Conservative candidates jostle for the top spot, but the first job is likely to be as leader of the opposition, writes John McTernan
And they’re off! The race to be next leader of the Conservative Party has started in earnest, with only two real contenders – George Osborne and Boris Johnson. But wait, I hear you cry, there’s no vacancy, Boris isn’t even an MP, and isn’t there an election to win? All good questions, and all very good reasons why the Tories are about to enjoy a wholly unnecessary and damaging period of internal conflict.
Let’s start at the top. There is, to be sure, no vacancy for leader, David Cameron is going nowhere. He is certain he is the right man for the job, and you certainly shouldn’t be prime minister without that borderline messianic certainty. More to the point, he believes that he is on track to win an overall majority at the next election.
This despite failing to get Tory support in the polls above the level that delivered just 306 seats in 2010 – but remember what I said about heroic self-belief. George Osborne, too, acts as if he truly believes that victory at the next election is just a few good economic figures away. Of course, he’s in a win/win position. In the event of an election victory he can claim to be the midwife of the majority through delivering an economic turnaround. If there’s a defeat he is the senior man standing when Cameron falls on his sword. And he has the weight loss and the new haircut just in case of that eventuality.

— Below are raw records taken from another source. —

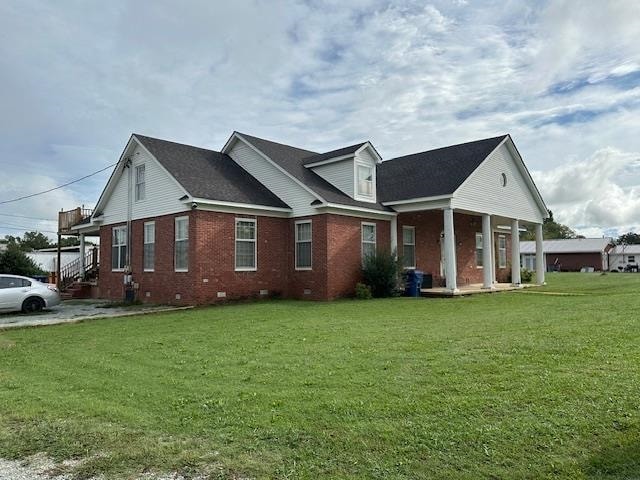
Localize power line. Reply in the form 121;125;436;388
0;213;56;222
0;163;115;205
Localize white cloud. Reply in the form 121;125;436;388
0;0;640;240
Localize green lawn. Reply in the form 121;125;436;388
0;274;640;479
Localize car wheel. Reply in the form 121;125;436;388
22;297;44;313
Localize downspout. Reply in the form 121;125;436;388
124;157;133;273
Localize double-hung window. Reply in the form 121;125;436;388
356;164;373;197
476;233;484;268
362;222;376;261
296;220;311;270
142;222;156;272
135;164;145;202
174;217;189;272
236;218;257;271
402;227;416;268
111;225;127;270
498;235;507;268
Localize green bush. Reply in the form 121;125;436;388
362;250;402;298
0;245;45;277
356;282;373;300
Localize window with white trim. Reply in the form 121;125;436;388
402;227;416;268
236;218;257;271
498;235;507;268
142;222;156;272
174;217;189;272
476;233;483;268
296;220;312;270
135;163;145;202
361;222;376;261
356;164;373;197
111;225;127;271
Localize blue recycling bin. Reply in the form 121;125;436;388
404;270;424;297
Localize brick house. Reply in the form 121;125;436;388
74;132;547;304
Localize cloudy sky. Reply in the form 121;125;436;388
0;0;640;237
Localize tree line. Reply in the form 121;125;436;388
520;210;640;245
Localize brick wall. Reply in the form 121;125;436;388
99;212;198;304
193;210;292;304
99;210;510;304
327;215;391;298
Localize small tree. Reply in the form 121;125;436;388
0;244;45;277
362;250;402;298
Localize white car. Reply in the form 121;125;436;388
0;274;60;313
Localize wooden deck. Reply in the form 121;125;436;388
420;283;538;297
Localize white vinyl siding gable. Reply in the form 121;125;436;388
352;149;377;203
451;143;546;223
312;158;354;198
102;141;188;225
173;217;189;272
228;140;316;217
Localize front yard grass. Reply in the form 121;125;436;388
0;274;640;479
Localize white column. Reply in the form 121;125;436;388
443;208;458;292
482;215;493;290
536;223;547;285
80;233;86;280
389;216;398;258
511;220;522;287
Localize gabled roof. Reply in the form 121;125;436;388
236;132;391;211
133;134;289;208
377;135;508;202
609;245;640;255
520;237;613;254
302;142;367;165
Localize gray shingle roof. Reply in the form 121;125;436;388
302;142;367;165
134;134;289;208
237;132;391;211
520;237;613;254
377;135;507;202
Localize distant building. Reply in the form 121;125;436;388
609;245;640;270
520;237;613;272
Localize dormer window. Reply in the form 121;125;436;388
357;165;373;197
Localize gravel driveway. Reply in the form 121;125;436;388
0;300;191;330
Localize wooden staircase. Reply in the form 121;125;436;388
60;248;100;299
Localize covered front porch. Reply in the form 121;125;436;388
420;283;538;297
391;202;545;296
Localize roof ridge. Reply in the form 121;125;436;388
385;133;509;163
235;130;319;158
131;133;222;153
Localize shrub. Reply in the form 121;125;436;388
520;268;533;283
362;250;402;298
356;282;373;300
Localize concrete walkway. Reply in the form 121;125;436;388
0;300;193;330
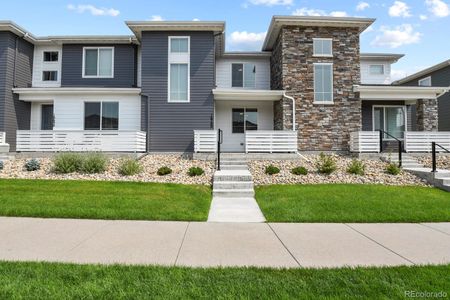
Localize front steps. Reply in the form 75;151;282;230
208;154;266;222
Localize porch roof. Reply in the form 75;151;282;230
213;89;285;101
353;85;450;101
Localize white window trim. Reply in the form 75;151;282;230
313;38;333;57
313;63;334;105
369;64;386;76
167;36;191;103
81;47;114;78
372;105;408;141
417;76;433;86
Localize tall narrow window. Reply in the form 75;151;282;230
314;64;333;103
168;37;190;102
83;47;114;78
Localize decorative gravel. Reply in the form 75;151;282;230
0;155;215;185
249;155;427;186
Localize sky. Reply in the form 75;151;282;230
0;0;450;79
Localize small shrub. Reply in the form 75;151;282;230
156;166;173;176
118;158;142;176
386;163;401;175
266;165;280;175
25;158;41;172
53;153;83;174
347;159;366;176
188;167;205;177
316;152;337;175
81;153;108;174
291;167;308;175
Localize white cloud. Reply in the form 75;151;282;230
425;0;450;18
249;0;294;6
67;4;120;17
356;2;370;11
229;31;266;50
371;24;422;48
292;7;348;17
389;1;412;18
151;15;164;21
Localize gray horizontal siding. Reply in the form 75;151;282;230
0;32;34;151
141;32;214;152
61;45;137;88
403;66;450;131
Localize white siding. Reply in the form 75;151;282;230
216;57;270;90
32;46;62;87
361;59;391;84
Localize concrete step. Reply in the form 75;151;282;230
213;181;253;189
213;189;255;198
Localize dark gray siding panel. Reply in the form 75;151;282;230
61;45;137;88
403;66;450;131
0;32;34;151
141;32;214;152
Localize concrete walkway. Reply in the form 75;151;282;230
0;217;450;268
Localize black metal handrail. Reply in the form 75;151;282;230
378;129;403;167
217;128;223;171
431;142;450;173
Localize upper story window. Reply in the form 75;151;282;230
314;63;333;104
44;51;59;62
168;36;190;103
369;65;384;75
313;38;333;57
231;63;256;88
419;76;431;86
83;47;114;78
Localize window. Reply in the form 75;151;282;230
314;64;333;103
232;108;258;133
42;71;58;81
84;102;119;130
231;63;256;88
313;39;333;56
369;65;384;75
168;36;190;102
44;51;59;62
419;76;431;86
83;47;114;78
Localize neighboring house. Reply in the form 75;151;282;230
0;16;446;152
393;60;450;131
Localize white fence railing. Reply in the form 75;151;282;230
350;131;380;153
245;130;297;153
17;130;146;152
194;130;217;153
405;131;450;152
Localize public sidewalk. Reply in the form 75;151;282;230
0;217;450;268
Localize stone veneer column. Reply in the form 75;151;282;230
416;99;439;131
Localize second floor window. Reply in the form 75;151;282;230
231;63;256;89
83;47;114;78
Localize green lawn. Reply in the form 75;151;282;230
0;262;450;299
0;179;211;221
256;184;450;223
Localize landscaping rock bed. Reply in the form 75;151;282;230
249;155;427;186
0;155;215;184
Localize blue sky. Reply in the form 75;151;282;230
0;0;450;78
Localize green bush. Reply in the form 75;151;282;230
81;153;109;174
25;158;41;172
118;158;143;176
291;167;308;175
188;167;205;177
53;152;83;174
386;163;401;175
156;166;173;176
347;159;366;176
316;152;337;175
266;165;280;175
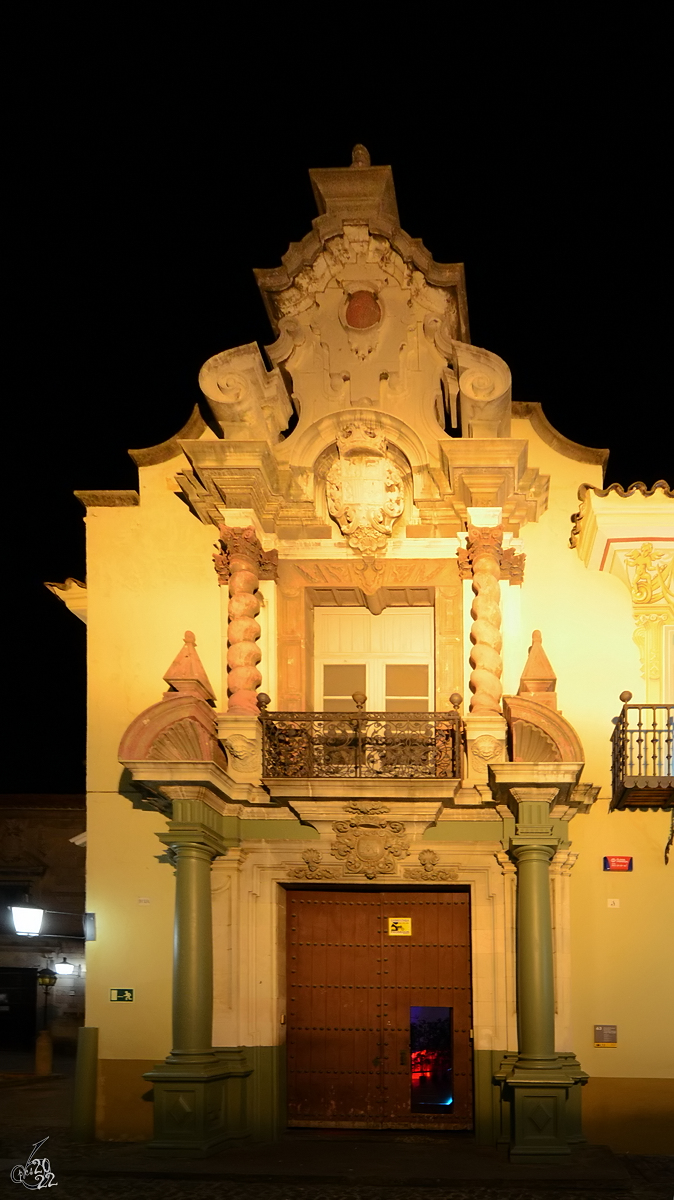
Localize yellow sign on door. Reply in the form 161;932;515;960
389;917;411;937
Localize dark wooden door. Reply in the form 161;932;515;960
288;889;473;1129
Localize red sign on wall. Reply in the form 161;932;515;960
603;854;632;871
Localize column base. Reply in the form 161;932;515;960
494;1054;588;1163
143;1048;252;1154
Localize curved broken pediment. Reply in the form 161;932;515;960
504;696;585;762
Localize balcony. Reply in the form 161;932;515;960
610;691;674;810
260;709;463;781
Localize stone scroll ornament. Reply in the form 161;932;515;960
213;524;278;716
462;524;504;716
325;421;404;559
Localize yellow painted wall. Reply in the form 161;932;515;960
571;800;674;1079
86;458;221;1065
86;792;175;1061
505;420;674;1089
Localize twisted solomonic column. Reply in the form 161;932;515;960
213;524;277;716
464;524;504;716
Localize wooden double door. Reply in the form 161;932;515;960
287;888;473;1129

This is the unspoken crux of the matter. Hardly any Tory back-benchers believe that they will win the next election. It is one of the paradoxes of modern British politics that neither side think that they will, or indeed can, win in 2015 – Labour and Tory loyalists alike are pessimistic about their own party’s prospects.
(This presumably accounts for the completely undeserved and somewhat grating bounciness of Nick Clegg – whoever loses, he wins in what he believes will be another coalition.)
For some Tory MPs that is a matter of regret – they would like their party to stay in power. For many other Tory back-benchers an election loss would be a triumph – there is a Tory “Bennism” abroad which believes that a loss would enable them to purify their party, purging it of the dangerous centrist elements. Once you understand that the Tory leadership contest is about who is the next leader of the Opposition it all becomes clearer.
As I have noted, Osborne is in pole position. His loyalty to Cameron will count in his favour, and he will be able to distance himself from most of the policy disasters – “I just did the numbers, mate.”
He also has the merit of having a very clear political analysis. You may not agree with it, but it is out in the open – small state, low taxes, harsh welfare, deregulation. Oddly, the importance of having your own politics rooted in an intellectual position is routinely under-valued in commentary on Westminster. It is invariably the difference between those who succeed and those who fail.
Other, arguably more talented, rivals like Jeremy Hunt look at the moment more like talented technicians and problem solvers. As for Theresa May, well her big insight was in 2002, and it was a good one – the Tory Party are still the “nasty party” – it’s just she’s never been clear what she thinks the answer is. Apart from her, that is.
So, turning to Boris – what is he for? No, not who he is, or what he’s said, but what does he believe in? After six years of Mayor of London we can say this: he’s against infrastructure – he cancelled the trams and a river crossing; but he’s for bus conductors – he commissioned the £1 million bus, his new Routemaster. Oh, and he likes a good party. The Olympics were marvellous for him, delivered by others so he wasn’t exposed to any risk, but a great backdrop for boosterism.
On the big issues that split the modern Tory party, Boris faces in two directions. On the one hand, he is a noted euro-sceptic, and as a journalist was responsible for propagating many of the longest lasting and most pernicious euro-myths. On the other, he is for immigration – he has seen what it has done for London’s growth. This latter is the key to Johnson. He’s a pragmatist posing as a populist. He speaks for the City because finance drives the economic prosperity of London. That’s why he is also against the UK leaving the EU. The single market is good for London, just as it is for the rest of the country.
This makes the Osborne-Johnson struggle really interesting. Because Osborne too is a supporter of staying in the single market. And why shouldn’t he be? It is, after all, Margaret Thatcher’s greatest legacy. However, that doesn’t matter any more to the significant numbers on the Tory back-benches who are totally opposed to Europe. These MPs only want a referendum on the European Union in order to leave it. If the Tories were to be re-elected they would give Cameron a torrid time if he ended up holding a vote but arguing for staying in. In the event of an election defeat the hounds would be loose. Because it is the Tories most painful internal split it would define any future leadership election which would give both Osborne and Johnson a difficult choice. Can you afford to be pro-Brexit (a British exit) since it would define you as anti-business? But can you get elected as leader without being for quitting.
The worst thing about all this for Cameron – and for the Tories – is that it is the source of constant speculation. Will Boris run for parliament? Will he stay on as mayor? Does he want to be PM? Endless column inches – or should that be centimetres? All out of No 10’s control. They need clear air and a chance to set out a positive economic narrative. What they will get is quite another thing.